Wednesday, January 27, 2010

Technography as Methodology

Thinking still about technography and its possibilities for research methodology as well as methods. I find that I can pretty easily come up with an application and call it “technography”; however, I find that I can also come up with ideas for new animals and call all of them “horses. It’s the methodology, the justification, that I’m finding problematic. Kien refers repeatedly to the “role that technology” plays, and that in order to conduct a technography the researcher would need to observe technology as though it were a human participant. I’m not sure I can pull that off, but I do feel he’s on to something. What I’m going to write about today deals more with eking out a space in which technography might exist, and then seeing if I can fit some scenarios into it.

As opposed to an ethnography, which functions within a physical space, a technography uses technology as part of its spatial constraint. If a group of people all sitting around a monitor and working on the same document is a technography, then we’d need to identify that monitor as part of our technographic space.

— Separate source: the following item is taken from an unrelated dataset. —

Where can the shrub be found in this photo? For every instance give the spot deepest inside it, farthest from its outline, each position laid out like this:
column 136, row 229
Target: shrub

The OED gives us “technography: the description of the arts, forming the preliminary stage of technology.” Certainly, it would be easy enough to describe a technology, but I suspect that without at least a partial delving into technique that that description would be weak. A diagram of parts, no more. So identifying the monitor in our example as part of the technographic space only gives us, again, part of that space. The other space would need to be identified as well: what software is used? Are there multiple physical points of input (is each person using a keyboard) and allowances for simultaneous input (are all those keyboards inputting at the same time)? How was that software chosen—by group consensus or individual recommendation? Or simply to keep up with the Joneses?

Technography also deals, at least in part, with the role that a tool plays as a member of a working group. In technical communication terms, that role might be filled or demarcated by the affordances of the technology itself: a wiki allows for rapid page creation but no spell checking, and Word allows for rapid spell checking but difficulty in rendering HTML. The constraints, then, of the tool mark off the physical space of the technography: whereas ethnography is often limited to physical spaces (an urban elementary school, or a medieval monastery), a technography is limited by the interactions facilitated and disallowed by the tool in question.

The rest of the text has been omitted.